Now make your secret trip, then turn off the jammers or take away the tinfoil, and go legit again. Don't worry about your system's downtime being noticed - car batteries go flat or get disconnected, vehicles get parked in metal sheds or underground. The authorities can't chase up every instance of a car dropping off their plot.

And you've done it - fooled the system. GPS (or, maybe one day, Galileo) based tracking is easy to beat on its own. Now you just need to worry about the ANPR numberplate-reading software in the road cameras, already rolled out in the London congestion zone - but again, that's not a big deal for occasional journeys.

Find another car the same make as yours and copy its plates (a thermal printer which can churn out handy waterproof stickers to go over your easy-made blank plate is far from expensive. If you can sort out a delivery address and credit card which don't point to you, just order online).

The guy whose plates you used will get an erroneous road-pricing bill, but even if the authorities can tie his subsequent complaint to your illicit trip, they'll struggle to prove that you used illegal plates - or even that you went anywhere - unless you give them other evidence.

Nationwide realtime ANPR joined up with in-car GPS? Now the government snoopers are in with a fighting chance. It'll be really difficult and troublesome to avoid paying the road pricing, but you can still avoid being tracked.

Buy that cheap secondhand motor for cash and enter false registration details. Use the same ones when you insure it, and don't forget to pay for the insurance by cash or postal order*. If you don't pay the road pricing on the ghost car, after a while you'll have to abandon it and start again, or you'll get pulled over by the plods. Also, don't drive to and from your ghost car in your legit car: walk or ride a bike or something. (Leave your normal-life mobile behind, too.)

Our last best hope is that - in UK government IT, anyway - cockup always trumps conspiracy. There's not a cat's hope of the UK government being able to make all this stuff work together. In particular, they'd have to effectively nationalise the motor insurance industry. Even if it did work, the jails and courts are already overloaded; they don't have the capacity to deal with fresh criminals by the million. The whole plan doesn't really seem like a vote-winner.
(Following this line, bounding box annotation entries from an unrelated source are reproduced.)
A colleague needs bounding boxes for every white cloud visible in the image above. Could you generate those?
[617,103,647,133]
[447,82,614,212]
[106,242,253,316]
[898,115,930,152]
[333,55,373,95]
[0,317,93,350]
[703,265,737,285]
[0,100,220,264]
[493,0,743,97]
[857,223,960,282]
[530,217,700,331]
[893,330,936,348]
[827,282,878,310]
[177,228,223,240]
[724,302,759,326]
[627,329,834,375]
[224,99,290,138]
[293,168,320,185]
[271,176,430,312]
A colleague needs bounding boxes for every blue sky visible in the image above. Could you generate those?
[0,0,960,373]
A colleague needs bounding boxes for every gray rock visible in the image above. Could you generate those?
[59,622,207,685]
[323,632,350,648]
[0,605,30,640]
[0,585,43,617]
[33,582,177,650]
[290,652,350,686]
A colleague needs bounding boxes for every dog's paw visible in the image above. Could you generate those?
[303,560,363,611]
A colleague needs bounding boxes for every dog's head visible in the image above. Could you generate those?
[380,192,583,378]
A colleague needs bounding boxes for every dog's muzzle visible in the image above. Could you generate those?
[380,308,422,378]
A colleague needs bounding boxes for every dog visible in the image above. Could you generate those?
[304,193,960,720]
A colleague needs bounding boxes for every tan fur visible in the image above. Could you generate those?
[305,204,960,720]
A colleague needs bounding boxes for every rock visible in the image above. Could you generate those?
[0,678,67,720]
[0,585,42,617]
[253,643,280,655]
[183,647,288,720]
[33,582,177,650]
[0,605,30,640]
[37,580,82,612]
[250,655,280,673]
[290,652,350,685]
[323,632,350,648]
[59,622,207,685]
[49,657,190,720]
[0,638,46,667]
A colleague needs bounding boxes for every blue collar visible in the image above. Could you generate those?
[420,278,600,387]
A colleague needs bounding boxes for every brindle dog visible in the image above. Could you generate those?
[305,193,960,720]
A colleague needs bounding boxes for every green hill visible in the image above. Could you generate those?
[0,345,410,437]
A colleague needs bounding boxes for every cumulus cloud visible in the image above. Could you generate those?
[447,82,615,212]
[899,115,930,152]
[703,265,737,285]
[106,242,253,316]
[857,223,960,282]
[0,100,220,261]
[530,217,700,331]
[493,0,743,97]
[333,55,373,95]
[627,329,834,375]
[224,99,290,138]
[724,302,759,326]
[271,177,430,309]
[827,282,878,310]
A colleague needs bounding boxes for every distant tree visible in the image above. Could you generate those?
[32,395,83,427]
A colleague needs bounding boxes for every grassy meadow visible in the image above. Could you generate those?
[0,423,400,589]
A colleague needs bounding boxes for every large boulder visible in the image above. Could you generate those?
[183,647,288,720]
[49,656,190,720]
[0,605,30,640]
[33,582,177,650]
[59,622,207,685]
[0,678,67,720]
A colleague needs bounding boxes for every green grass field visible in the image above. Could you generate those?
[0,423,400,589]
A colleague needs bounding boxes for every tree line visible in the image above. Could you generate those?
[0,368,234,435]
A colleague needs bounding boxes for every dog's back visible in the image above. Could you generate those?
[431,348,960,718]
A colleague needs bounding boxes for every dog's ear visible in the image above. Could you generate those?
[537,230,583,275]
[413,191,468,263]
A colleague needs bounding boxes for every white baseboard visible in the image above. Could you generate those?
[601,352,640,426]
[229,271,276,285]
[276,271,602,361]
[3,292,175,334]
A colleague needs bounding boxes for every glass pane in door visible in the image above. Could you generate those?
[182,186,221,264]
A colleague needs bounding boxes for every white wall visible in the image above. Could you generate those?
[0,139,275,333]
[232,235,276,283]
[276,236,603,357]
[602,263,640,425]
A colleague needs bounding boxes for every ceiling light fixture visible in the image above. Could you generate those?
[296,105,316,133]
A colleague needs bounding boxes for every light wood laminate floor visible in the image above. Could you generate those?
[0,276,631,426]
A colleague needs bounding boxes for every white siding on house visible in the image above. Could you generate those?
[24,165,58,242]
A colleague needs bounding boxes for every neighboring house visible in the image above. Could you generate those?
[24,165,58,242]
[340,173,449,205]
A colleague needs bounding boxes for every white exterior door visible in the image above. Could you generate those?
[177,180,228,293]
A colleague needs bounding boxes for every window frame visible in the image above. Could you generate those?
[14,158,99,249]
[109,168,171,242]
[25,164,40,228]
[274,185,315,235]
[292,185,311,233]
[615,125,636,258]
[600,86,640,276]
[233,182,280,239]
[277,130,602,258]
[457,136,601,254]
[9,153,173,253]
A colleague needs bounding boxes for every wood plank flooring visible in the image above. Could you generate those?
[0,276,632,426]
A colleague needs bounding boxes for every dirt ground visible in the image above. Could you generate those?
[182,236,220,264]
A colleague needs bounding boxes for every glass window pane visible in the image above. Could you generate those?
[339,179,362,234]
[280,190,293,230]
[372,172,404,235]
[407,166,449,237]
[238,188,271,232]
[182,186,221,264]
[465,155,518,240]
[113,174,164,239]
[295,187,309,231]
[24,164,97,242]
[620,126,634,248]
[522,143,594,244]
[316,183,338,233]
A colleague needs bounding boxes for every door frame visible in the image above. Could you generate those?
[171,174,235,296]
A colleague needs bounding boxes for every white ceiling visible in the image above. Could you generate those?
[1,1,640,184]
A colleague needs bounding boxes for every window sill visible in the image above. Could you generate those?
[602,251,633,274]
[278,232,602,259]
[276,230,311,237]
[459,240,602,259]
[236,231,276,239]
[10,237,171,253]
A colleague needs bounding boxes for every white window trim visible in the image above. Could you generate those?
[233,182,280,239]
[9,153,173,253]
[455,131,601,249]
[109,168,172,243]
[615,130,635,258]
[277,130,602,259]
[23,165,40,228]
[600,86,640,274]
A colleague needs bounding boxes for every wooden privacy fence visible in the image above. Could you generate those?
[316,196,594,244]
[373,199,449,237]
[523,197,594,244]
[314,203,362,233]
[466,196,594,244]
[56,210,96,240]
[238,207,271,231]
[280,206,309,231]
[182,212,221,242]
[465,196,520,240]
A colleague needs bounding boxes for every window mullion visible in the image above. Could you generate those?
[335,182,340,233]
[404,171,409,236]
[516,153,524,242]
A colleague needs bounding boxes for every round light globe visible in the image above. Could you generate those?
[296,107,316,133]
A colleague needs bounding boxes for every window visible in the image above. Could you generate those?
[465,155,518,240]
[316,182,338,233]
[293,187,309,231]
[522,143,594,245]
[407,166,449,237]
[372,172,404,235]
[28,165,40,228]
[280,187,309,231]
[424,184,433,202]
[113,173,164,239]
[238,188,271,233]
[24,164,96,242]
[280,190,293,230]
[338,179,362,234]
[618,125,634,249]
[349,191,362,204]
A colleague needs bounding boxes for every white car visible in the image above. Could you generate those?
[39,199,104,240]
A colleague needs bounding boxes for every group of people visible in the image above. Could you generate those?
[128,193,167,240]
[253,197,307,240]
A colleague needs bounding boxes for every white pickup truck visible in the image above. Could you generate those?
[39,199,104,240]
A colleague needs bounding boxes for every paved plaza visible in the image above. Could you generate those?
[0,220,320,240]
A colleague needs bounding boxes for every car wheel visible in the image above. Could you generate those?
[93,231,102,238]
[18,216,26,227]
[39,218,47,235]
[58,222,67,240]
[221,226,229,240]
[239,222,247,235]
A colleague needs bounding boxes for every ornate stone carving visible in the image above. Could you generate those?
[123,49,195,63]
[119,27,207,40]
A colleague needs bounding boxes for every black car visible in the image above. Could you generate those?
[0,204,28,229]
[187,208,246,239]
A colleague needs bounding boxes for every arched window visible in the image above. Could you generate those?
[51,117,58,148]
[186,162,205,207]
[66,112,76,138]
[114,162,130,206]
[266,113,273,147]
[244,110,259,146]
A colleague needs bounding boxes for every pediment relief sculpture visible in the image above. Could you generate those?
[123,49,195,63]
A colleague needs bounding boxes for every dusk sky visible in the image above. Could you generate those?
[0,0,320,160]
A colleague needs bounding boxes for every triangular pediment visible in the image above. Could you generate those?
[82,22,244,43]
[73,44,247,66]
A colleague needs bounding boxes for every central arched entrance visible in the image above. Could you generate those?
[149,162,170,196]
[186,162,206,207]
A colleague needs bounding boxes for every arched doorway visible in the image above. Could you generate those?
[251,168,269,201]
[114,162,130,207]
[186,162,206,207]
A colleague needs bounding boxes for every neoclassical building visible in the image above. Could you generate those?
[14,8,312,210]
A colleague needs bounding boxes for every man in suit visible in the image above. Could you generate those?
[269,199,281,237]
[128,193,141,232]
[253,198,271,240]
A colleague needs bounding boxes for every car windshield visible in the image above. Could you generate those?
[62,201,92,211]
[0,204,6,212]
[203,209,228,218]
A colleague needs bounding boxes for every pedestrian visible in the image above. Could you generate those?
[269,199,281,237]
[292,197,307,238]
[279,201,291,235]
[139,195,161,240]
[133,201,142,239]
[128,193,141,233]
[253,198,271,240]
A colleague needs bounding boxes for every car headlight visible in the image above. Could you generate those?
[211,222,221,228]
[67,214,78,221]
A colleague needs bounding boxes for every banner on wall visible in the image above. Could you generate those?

As for users of SmartNav today, they can relax a little; but only a little. The bulk data sold to the DfT isn't used to detect crime. You can break the speed limit, and your SmartNav gear will tell the DfT, but for now all they'll do is maybe put a speed camera in locations where a lot of people speed. They won't come after you personally.

"We have no interest in knowing where people are travelling to and from," a spokesman told the Mail.

That said, if a copper or a spook is investigating you and he notices that your car has SmartNav, he can - probably without a warrant from a judge or a politician - get full details of your movements from the DfT, who get them automatically from TrafficMaster. If the Mail has its details right, the location slugs are identifiable by unique vehicle number, so all the watchers need is one known time and location to kick off with. The plod or spy could possibly track you anyway in a major case by having your car bugged or followed, but it might be a bit galling to pay his bills for him and remove his oversight procedures.

TrafficMaster would appear to be a service only for the pure. Which is strange, as at least one of its services seems tailor-made for the caddish, philandering road warrior. You can use the voice channel, apart from asking for a route plan, to order certain things: Flowers, champagne and hotel rooms. Not anything else - just those three specific things.

Think twice, though; TrafficMaster might sell its database to your spouse. Mail coverage here. ®

*I'm assuming here that with the introduction of vehicle tracking databases automatically cross-referenced to insurance ones, the government has chosen to build many more prisons and herded the vast numbers of people who today drive uninsured - or who falsify their insurance details to get lower premiums - into jail. If this hasn't happened, simply don't bother insuring your ghost car.